Maybe you find the information included in those two threads / sites useful: How to use multiple GPUs on a single node · Issue #69 · jonathan-laurent/AlphaZero.jl · GitHub and GitHub - fabricerosay/AlphaGPU: Alphazero on GPU thanks to CUDA.jl, especially in the first link, however, I have to admit that I am not sure if this is leveraging GPU-to-GPU comms, completely omitting CPUs.

https://github.com/avik-pal/FluxMPI.jl is the closest to what you’re looking for, but does require a CUDA-aware MPI. I’m not aware of an easy way to obtain that without involving HPC stuff, but worth a try.

Longer term, DaggerFlux should get DDP-like sync through https://github.com/JuliaGPU/DaggerGPU.jl/pull/17. My understanding is that needs to get wired up first, however.

One challenge to this kind of training is that we don’t have a wrapper or equivalent Julia-level API for NCCL’s collective communication operations. If https://github.com/JuliaGPU/NCCL.jl was resuscitated, a version of FluxMPI with that instead of MPI would be cool to have.

3 Likes

It looks like you are well informed on those topics. Thanks for the additional info. Its very useful.

Thanks for all the pointers. It seems that there is still work to be done in terms of having a “batteries included” framework for efficient multi-GPU training. Will keep plugging away at it and continue to watch this space with great interest!

1 Like

Just to be clear, FluxMPI should work right now. Setting up MPI isn’t something most deep learning practitioners are used to, but it shouldn’t be too too bad (some PyTorch models require it, for example).

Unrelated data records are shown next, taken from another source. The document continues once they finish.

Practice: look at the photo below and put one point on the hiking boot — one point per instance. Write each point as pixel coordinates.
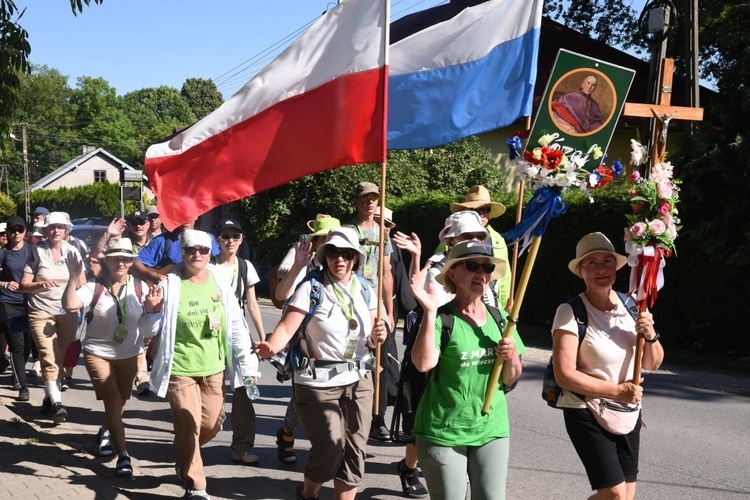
(410, 483)
(23, 394)
(197, 495)
(378, 430)
(102, 444)
(285, 446)
(246, 458)
(59, 413)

Longer-term, it would be real nice to get some help bringing NCCL.jl and https://github.com/JuliaParallel/UCX.jl up to speed. Take this is a big, flashing “help wanted” sign.

1 Like

Has there been a solution to this yet?

FluxMPI is still very much a thing if you can get yourself a CUDA-aware MPI. CUDA.jl also ships with NCCL artifacts, so if someone wants to try resuscitating GitHub - JuliaGPU/NCCL.jl: A Julia wrapper for the NVIDIA Collective Communications Library. I’d be happy to provide guidance there.

1 Like

I’m wondering if it couldn’t be possible to perform multi-gpu single host training only with the mechanics CUDA.jl currently offers. I unfortunately don’t have a multi-gpu setup to confirm, but given that peer-to-peer communication has been made possible in CUDA.jl v3 (CUDA.jl 3.5-3.8 ⋅ JuliaGPU), and looking at the Multiple GPUs · CUDA.jl, couldn’t a data parallel appraoch be hacked?

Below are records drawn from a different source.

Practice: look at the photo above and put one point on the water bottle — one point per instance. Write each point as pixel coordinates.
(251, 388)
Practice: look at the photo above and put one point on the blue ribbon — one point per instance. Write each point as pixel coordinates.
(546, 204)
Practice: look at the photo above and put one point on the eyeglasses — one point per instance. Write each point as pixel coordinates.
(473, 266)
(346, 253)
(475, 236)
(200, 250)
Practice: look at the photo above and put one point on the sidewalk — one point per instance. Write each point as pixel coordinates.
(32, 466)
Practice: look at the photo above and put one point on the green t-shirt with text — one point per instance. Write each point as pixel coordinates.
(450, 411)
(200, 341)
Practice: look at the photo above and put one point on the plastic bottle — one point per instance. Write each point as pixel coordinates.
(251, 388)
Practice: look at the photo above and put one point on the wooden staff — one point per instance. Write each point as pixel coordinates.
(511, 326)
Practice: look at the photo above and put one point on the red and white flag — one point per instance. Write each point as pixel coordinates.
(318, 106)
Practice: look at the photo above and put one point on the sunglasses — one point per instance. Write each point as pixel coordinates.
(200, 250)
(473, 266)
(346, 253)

For example, something going along those lines:


# copy model on each device
device!(0)
m0 = gpu(m)
device!(1)
m1 = gpu(m)

for (x, y) in dataloader
    # copy each sub-batch to a device
   ...
@sync begin
    @async begin
        device!(0)
         copyto!(x0, :, view(x, :, 1:batch))
         copyto!(y0, :, view(y, 1:batch))
         grads0 = gradient((model) -> loss(model, x, y), m)[1]
    end
    @async begin
        device!(1)
        copyto!(x1, :, view(x, :, batch+1:end))
        copyto!(y1, :, view(y, batch+1:end))
        grads1 = gradient((model) -> loss(model, x1, y1), m)[1]
    end
    # now needs to accumulate grads from other gpus on a target one prior to update model weights
end

The above quite not complete, but seems within the scope of CUDA.jl?

1 Like

It definitely should be. CUDA.jl also exposes but doesn’t wrap low-level IPC APIs for cross-process communication. DaggerGPU uses those, for example. The remaining effort would be writing custom collective operations like all-reduce for data-parallel training, and the question is whether wrapping the existing ones in a library like NCCL might be easier than doing so.